Mary Shepherd has been kind to Alan Bennett. As the subject and title character of a short 1989 memoir that spawned a 1999 play at the National Theatre, a 2009 radio play and now this film version, she has surely repaid the generosity he showed in letting her park in his Camden Town driveway in the 1970s.
It is not really a spoiler to reveal that Shepherd, a malodorous and profoundly eccentric woman whose home was a Bedford CA van (later upgraded), stayed for 15 years. Her host's forbearance at her constant querulous badgering is something to behold, though in his telling of the original story, he was somewhat more splenetic.
We have only Bennett's word for what she was like, of course, but he seems like a reliable narrator because he subjects what he's doing to such intense scrutiny.
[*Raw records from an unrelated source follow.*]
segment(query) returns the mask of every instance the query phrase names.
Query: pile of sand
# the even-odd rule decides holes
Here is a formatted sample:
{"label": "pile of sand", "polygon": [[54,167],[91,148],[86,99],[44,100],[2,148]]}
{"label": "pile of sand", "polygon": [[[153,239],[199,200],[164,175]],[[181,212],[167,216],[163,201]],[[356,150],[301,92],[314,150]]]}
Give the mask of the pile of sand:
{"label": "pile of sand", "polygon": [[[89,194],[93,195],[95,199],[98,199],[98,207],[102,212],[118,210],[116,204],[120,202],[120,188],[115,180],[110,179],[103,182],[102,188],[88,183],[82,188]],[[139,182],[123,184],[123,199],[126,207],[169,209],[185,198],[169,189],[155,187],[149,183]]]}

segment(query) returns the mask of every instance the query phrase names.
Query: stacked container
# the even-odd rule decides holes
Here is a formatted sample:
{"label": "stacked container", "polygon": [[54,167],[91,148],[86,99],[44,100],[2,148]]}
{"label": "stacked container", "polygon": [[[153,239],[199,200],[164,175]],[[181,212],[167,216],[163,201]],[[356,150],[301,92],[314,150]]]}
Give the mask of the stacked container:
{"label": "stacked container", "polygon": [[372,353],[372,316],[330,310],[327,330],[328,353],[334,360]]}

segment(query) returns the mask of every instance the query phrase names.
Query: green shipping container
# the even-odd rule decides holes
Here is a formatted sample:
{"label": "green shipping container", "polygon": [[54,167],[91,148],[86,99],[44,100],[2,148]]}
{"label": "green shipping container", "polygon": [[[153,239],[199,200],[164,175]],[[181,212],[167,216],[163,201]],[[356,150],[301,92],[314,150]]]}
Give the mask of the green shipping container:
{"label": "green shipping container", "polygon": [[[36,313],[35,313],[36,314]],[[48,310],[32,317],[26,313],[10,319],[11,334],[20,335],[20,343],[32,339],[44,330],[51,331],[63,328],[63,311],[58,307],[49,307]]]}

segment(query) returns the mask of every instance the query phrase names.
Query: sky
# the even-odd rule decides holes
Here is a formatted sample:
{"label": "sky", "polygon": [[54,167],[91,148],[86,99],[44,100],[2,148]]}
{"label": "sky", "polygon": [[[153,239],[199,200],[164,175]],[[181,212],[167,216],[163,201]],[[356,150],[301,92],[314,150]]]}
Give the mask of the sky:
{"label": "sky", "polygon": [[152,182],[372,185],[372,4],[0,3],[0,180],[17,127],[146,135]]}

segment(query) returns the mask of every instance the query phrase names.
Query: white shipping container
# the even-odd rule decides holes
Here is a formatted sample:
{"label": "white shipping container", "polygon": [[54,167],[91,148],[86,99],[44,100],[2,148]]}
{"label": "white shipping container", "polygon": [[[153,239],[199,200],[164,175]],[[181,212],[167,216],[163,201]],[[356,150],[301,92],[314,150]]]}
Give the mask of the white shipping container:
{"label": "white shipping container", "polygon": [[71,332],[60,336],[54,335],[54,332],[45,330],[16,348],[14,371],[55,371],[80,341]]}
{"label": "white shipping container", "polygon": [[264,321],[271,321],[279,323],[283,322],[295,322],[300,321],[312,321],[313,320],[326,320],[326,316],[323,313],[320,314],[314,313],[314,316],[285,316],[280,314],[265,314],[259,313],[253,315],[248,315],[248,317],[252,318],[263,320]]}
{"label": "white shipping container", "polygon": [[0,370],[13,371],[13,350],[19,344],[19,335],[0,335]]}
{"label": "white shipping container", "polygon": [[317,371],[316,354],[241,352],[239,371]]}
In all its iterations, the story of the lady is really about Bennett's writing about her, to the extent that in play and film there are two Bennetts: "I'll live it and you write about it," one says to the other, and the conversations between them contain enough ironic detachment to guard against both sentimentalism and exploitativeness.
Meanwhile, it (mostly) treads the line between broad comedy and pathos. For every episode of lavatory humour, there is another of piercing sadness, and running like a silver thread through the narrative is a hint of the woman Shepherd was and might have been (hat tip to George Fenton's remarkable score).
Smith, recreating her stage performance, invests her character with the "vagabond nobility" that first attracted Bennett, but not at the expense of having - and giving us - a damn good time.